"Ayo masuk ke dalam dululah, duduk-duduk santai sembari ngopi."
Aku menatap Arraja cemas. Berharap Arraja akan menolak tawaran Papa yang sok ramah itu. Arraja menyeringai jahil sebelum berdeham pelan.
"Terima kasih atas tawarannya, Om. Tapi saya mau langsung pulang aja. Banyak tugas yang harus dikerjakan." Arraja benar-benar pandai bersandiwara.
Oke, mungkin itu merupakan hal baik lantaran Arraja sudah bersikap sopan terhadap Papa. Tapi yang patut digarisbawahi adalah kebohongan yang mengatakan bahwa dia akan mengerjakan tugas yang banyak. Astaga, aku ingat untuk saat ini belum ada tugas sama sekali. Kecuali aku yang mendapat tugas khusus dari Pak Arnold. Mendadak aku jadi teringat harus cepat-cepat mempersiapkan segala sesuatunya mengenai makalahku.
"Yah sayang sekali ya. Lain kali boleh kok main ke sini lagi." Papa menepuk bahu Arraja dengan akrab, membuatku tertegun sejenak.
Arraja tertawa pelan. "Baik, Om. Kalau begitu ... saya pamit dulu." Arraja meraih punggung tangan Papa dan menciumnya dengan khidmat. Benar-benar raja jahil bermuka dua!
Aku memberi tatapan maut ke arah Arraja, sebelum cowok itu naik ke atas motornya. Arraja hanya membalas dengan seringai tipis.
"Duluan ya, Ay. Makasih titipannya." Arraja mengenakan helmnya.
Sementara aku justru sedang menahan diri agar tidak berteriak tepat di depan wajahnya. Titipan? Apanya yang titipan? Aku baru saja diperbudak.

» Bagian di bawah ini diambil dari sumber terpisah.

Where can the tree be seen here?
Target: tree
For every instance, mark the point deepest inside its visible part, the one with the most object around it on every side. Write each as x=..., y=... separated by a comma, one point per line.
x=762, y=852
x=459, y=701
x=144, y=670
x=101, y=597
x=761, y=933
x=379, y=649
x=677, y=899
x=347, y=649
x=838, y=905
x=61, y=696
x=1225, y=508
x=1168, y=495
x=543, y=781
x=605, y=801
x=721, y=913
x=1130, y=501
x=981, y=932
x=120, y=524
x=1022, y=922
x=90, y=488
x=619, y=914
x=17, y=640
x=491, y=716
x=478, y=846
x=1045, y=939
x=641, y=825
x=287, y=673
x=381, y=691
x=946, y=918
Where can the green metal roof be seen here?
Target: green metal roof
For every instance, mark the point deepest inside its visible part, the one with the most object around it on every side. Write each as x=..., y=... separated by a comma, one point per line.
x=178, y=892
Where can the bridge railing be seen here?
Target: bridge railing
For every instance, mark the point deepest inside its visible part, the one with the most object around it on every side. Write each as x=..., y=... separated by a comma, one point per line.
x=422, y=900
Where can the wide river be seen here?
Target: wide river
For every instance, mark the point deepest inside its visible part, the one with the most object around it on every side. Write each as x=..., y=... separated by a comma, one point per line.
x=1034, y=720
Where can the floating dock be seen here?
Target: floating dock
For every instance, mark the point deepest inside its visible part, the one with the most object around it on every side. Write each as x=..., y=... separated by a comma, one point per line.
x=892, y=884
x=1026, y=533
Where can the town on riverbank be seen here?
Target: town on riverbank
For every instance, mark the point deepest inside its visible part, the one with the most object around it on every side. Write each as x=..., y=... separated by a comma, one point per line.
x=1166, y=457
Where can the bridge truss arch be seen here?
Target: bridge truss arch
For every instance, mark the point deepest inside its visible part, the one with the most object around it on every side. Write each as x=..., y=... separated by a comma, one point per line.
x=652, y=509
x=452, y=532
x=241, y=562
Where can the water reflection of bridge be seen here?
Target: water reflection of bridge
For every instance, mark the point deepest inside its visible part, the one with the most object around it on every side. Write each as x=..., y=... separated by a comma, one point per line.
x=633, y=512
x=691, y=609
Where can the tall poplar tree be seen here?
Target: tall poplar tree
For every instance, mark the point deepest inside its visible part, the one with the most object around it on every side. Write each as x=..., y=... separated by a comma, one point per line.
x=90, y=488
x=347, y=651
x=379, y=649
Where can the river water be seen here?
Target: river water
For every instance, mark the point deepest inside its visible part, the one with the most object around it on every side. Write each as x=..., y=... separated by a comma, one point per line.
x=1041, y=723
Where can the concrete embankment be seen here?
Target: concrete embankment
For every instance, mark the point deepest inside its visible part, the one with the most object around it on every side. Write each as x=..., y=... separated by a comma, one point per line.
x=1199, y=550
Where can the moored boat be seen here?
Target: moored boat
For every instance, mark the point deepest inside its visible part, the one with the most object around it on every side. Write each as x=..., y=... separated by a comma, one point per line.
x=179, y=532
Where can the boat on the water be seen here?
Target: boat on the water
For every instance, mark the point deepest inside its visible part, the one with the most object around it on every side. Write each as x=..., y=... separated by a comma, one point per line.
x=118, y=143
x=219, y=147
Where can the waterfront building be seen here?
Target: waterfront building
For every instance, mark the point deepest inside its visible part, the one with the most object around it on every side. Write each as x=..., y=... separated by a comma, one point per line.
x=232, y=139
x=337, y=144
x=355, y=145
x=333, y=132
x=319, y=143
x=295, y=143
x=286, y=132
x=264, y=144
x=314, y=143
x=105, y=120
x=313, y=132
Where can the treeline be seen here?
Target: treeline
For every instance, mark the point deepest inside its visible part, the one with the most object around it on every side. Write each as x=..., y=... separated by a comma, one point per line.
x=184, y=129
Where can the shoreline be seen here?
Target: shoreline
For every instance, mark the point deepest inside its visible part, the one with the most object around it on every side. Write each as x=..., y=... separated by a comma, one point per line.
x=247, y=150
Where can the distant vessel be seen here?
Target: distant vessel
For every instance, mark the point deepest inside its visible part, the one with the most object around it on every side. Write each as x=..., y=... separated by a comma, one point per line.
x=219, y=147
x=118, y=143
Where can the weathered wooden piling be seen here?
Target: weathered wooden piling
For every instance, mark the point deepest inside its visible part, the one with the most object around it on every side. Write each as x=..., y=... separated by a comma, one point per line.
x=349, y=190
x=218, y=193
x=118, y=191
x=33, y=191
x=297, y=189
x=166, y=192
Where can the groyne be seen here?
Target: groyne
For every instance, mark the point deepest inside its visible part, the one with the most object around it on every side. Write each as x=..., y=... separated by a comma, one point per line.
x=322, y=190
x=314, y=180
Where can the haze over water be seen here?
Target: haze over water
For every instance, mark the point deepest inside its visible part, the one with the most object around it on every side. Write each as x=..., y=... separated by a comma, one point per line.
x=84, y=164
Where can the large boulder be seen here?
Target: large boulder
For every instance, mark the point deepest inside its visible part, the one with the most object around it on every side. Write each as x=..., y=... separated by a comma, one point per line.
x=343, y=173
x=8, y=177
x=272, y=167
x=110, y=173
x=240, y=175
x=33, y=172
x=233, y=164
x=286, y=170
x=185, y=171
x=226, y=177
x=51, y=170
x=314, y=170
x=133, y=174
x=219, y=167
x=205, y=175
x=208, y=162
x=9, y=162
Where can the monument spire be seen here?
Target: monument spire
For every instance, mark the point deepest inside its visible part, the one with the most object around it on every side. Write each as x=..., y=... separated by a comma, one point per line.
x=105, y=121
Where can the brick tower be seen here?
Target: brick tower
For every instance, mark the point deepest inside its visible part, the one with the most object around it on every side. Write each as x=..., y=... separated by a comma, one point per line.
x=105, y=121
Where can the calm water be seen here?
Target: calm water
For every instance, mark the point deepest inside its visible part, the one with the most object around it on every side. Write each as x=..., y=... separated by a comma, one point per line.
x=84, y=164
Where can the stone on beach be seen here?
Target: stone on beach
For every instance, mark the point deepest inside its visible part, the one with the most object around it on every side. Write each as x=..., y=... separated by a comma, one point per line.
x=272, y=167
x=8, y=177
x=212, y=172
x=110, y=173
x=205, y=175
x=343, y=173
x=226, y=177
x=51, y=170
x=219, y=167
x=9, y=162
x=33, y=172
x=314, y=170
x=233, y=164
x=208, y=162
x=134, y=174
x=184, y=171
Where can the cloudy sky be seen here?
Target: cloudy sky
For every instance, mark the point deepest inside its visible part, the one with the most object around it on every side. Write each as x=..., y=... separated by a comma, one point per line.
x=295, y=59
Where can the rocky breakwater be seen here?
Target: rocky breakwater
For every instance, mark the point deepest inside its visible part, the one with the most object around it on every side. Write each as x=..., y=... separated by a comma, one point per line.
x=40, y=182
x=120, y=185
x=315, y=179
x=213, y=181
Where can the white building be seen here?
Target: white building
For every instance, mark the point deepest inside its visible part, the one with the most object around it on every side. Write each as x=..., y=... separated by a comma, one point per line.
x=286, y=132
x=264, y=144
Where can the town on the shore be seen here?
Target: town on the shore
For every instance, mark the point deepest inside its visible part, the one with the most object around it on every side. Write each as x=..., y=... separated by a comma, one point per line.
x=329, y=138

Aku melirik Papa yang tidak peka sama sekali akan kondisi anaknya ini. Papa jelas tidak tahu bahwa cowok yang baru saja bersikap sok manis adalah musuh abadiku, orang yang suka mem-bully-ku.
Setelah Arraja menyalakan motornya, cowok itu melambaikan tangan sembari mengucap, "Assalamualaikum, Om."
"Waalaikumsalam." Papa menjawab senang. "Hati-hati di jalan!"
Arraja mengangguk, tersenyum licik di balik helm-nya. Aku bisa melihat itu.
Tanpa menunggu Arraja pergi, aku mengentakkan kaki kesal dan segera melesat ke dalam rumah. Membiarkan Papa yang masih dengan setia menunggu Arraja menghilang di balik tikungan.
"Papa sok akrab banget sih sama dia?" Aku mengambil sebotol air dingin dari kulkas untuk mengusir rasa kering di tenggorokan lantaran menahan geram setengah mati.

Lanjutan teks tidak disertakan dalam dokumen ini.